J'ai appris que les femmes occidentales aussi ont eu leur part d'épreuves. Abusées et ensanglantées, elles ont eu le dos au mur. Elles ont crié ; à travers les siècles, elles ont été victimes du patriarcat, de la religion, des traditions misogynes..., comme leurs sœurs d'Orient. Des fanatiques religieux les ont brûlées vives, des traditions misogynes leur ont imposé des cages métalliques sur le corps au nom de la chasteté, elles ont été transformées en esclaves sexuelles. Orient ou Occident, Nord ou Sud, les femmes souffrent toujours de la même façon du « crime » d'être des femmes.

Les droits humains sont universels. Ceux qui parlent de droits séparés pour les Orientaux et cherchent à se mettre à distance des droits humains universels, prétendant que cette stance représente une victoire sur l'oppression imposée par les Occidentaux, aboutissent en réalité à blesser l'Est plus que l'Ouest. 

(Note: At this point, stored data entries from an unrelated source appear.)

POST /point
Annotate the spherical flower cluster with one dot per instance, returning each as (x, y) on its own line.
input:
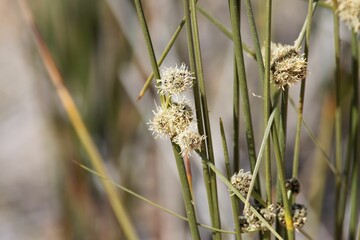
(175, 80)
(293, 185)
(172, 120)
(249, 222)
(349, 12)
(189, 140)
(298, 213)
(287, 65)
(241, 181)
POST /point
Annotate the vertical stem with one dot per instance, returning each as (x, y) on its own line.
(354, 197)
(255, 38)
(186, 193)
(302, 94)
(267, 100)
(338, 154)
(236, 119)
(234, 202)
(190, 210)
(214, 209)
(234, 11)
(281, 180)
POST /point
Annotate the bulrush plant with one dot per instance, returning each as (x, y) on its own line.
(281, 65)
(268, 205)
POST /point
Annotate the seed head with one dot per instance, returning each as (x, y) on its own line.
(249, 222)
(175, 80)
(172, 120)
(287, 65)
(241, 181)
(293, 185)
(298, 213)
(349, 12)
(189, 140)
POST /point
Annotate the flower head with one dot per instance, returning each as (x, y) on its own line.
(287, 65)
(349, 12)
(175, 80)
(249, 222)
(241, 181)
(189, 140)
(172, 120)
(298, 213)
(292, 185)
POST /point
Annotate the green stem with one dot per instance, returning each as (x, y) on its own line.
(267, 103)
(234, 15)
(354, 207)
(236, 120)
(255, 38)
(302, 95)
(338, 134)
(148, 42)
(304, 28)
(186, 193)
(162, 57)
(224, 30)
(190, 210)
(214, 209)
(281, 180)
(234, 203)
(196, 94)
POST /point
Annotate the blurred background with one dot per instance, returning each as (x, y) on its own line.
(98, 47)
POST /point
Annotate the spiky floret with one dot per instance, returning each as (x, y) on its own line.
(249, 222)
(175, 80)
(189, 140)
(287, 65)
(241, 181)
(171, 121)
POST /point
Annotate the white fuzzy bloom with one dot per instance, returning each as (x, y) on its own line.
(175, 80)
(189, 140)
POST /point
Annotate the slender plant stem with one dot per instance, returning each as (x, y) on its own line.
(79, 125)
(255, 38)
(186, 193)
(234, 203)
(152, 203)
(224, 30)
(162, 58)
(281, 180)
(236, 120)
(205, 113)
(198, 108)
(234, 15)
(302, 34)
(267, 104)
(354, 197)
(258, 162)
(338, 134)
(190, 209)
(302, 95)
(238, 194)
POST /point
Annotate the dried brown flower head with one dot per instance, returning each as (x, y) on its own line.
(298, 213)
(249, 222)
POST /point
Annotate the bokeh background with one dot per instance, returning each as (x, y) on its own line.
(99, 49)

Une question souvent soulevée prétend que j'ai heurté des sensibilités religieuses. Le féminisme s'est de tous temps opposé à la religion ; quiconque a la plus simple connaissance des droits des femmes sait cela. La religion est patriarcale d'un bout à l'autre. Je devrais suivre une religion et je devrais reconnaître les droits des femmes – ce slogan équivaut à dire que je devrais boire du poison avec du miel. A chaque fois qu'une attaque des femmes est motivée par une prescription religieuse, immédiatement le slogan « les sensibilités religieuses ne doivent pas être heurtées » est prononcé par ceux qui sont anti-démocratiques, contre la liberté de parole, et opposés à l'indépendance des femmes. En aucune façon, je n'assimile une barbarie à la culture.

Alléguant que j'ai heurté les sensibilités religieuses musulmanes, une poignée de conservateurs insulaires ignorants prononcent le verdict que mes positions sont des positions occidentales, considérant les orientaux avec des yeux d'occidentale. Cette proposition insensée et illogique de fondamentalistes islamiques est souvent soutenue par des Indiens prétendument séculiers au nom de la tolérance.

J'ai critiqué le Christianisme, le Judaïsme et d'autres religions misogynes. Habituellement, personne ne relève le fait. Personne ne prend une fatwa pour m'assassiner pour avoir blessé les sentiments des non-musulmans. Mais il ne manque pas de gens qui sans problème acceptent l'intolérance et respectent les « sensibilités religieuses » de ceux qui prennent une fatwa ; ces gens m'étiquettent comme « intolérante » sans le moindre doute. Il doivent me considérer musulmane, et voir mes actes comme l'expression d'un orgueil démesuré destiné à heurter les sentiments religieux musulmans.

La vérité est que si l'on croit aux droits des femmes, on doit d'abord rejeter sa propre identité religieuse. Je m'en suis libérée depuis mon adolescence. J'étais à peine une enfant que j'ai été injustement accablée du fardeau d'une identité religieuse de la même manière que tous les enfants. Nous ne marquons pas un bébé ou un enfant de l'idéologie politique de ses parents ; nous ne nommons pas « communiste » un enfant de parents communiste. Mais nous trouvons normal d'étiqueter un enfant de deux ans Hindou, Musulman ou Chrétien. Quand l'enfant grandit, il peut choisir la religion de ses parents ou une autre, ou n'en choisir aucune. C'est ainsi que cela devrait être. J'ai adopté avec succès ce principe dans ma vie. J'ai choisi la foi en l'Humanisme. On ne doit pas me prendre pour une « réformiste musulmane ». Je ne suis pas plus une réformiste que je n'appartiens à une quelconque communauté religieuse. Ma communauté est celle des humanistes agnostiques, libres de toute religion."